Hi All,
I have a list of bioproject IDs and would like to get corresponding sequences from them. So, I am following a list of steps as below:
1. Using the bioproject ID, I am getting GI ID using elink:
handle = Entrez.elink(dbfrom="bioproject", db="nuccore",id=bioprojecID, linkname="bioproject_nuccore_wgsmaster")
record = Entrez.read(handle)
GI_ID = record[0]["LinkSetDb"]["Link"]["Id"]
2. Then I am trying to get sequence from GI_ID (using efetch and seqIO modules in biopython):
handle = Entrez.efetch(db="nucleotide", id=GI_ID, rettype="gb", retmode="text")
record = SeqIO.read(handle, "genbank")
But this gives unknown sequence when trying to print record.
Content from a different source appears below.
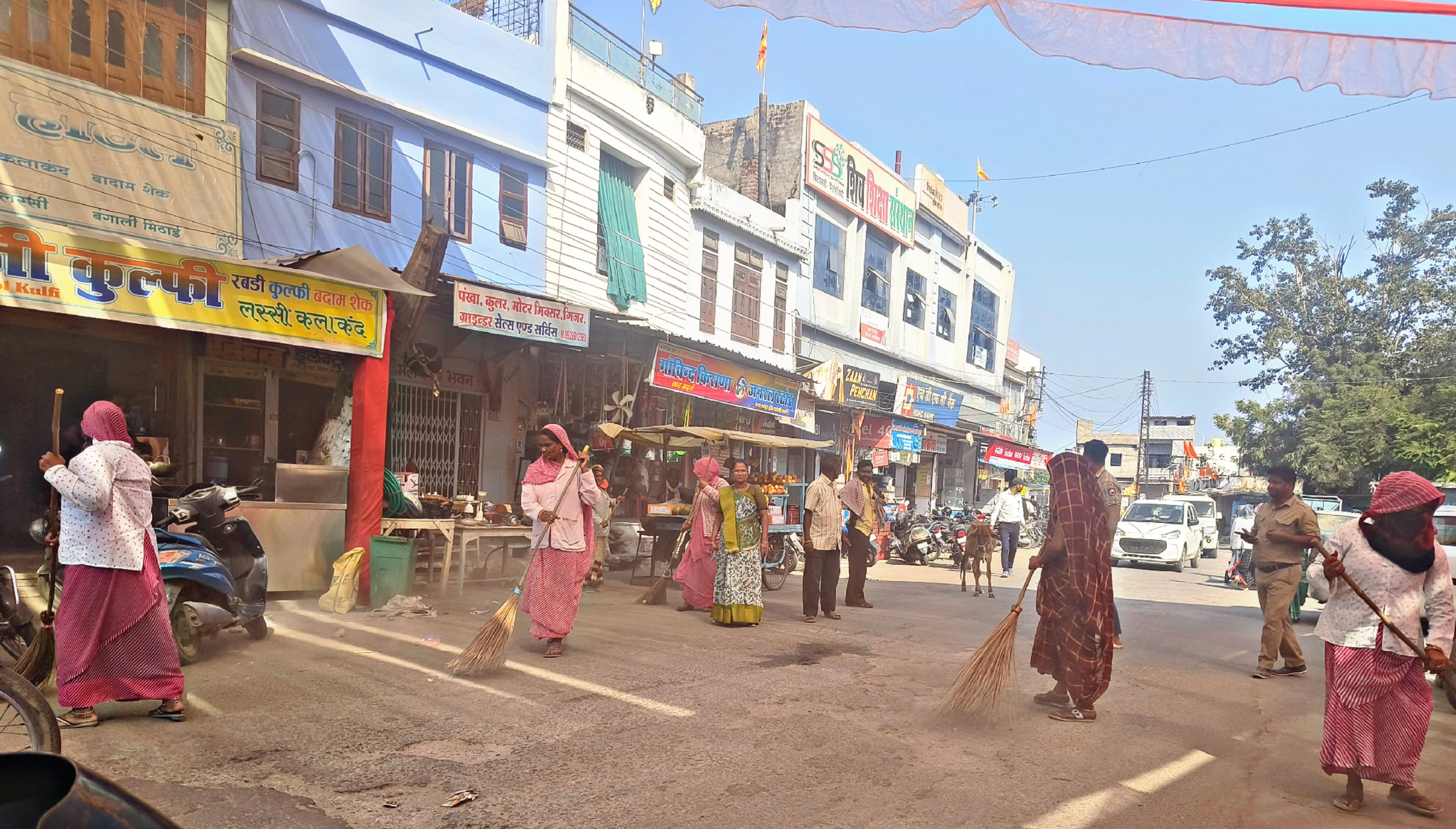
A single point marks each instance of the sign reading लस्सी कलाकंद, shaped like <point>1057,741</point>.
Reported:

Can anyone advise if this is the right way to do it or is there a better way to obtain related sequences from bioproject IDs?
Thanks in advance!
Hi, thanks for replying. I tried printing record.seq but it gives weird output (multiple 'N' characters).
It is very common to have multiple 'N' characters at the start of the sequence. Each chromosome may have multiple Ns at the start of the chromosome (could be 100 or 1000 of bases long). Scroll down into your sequence.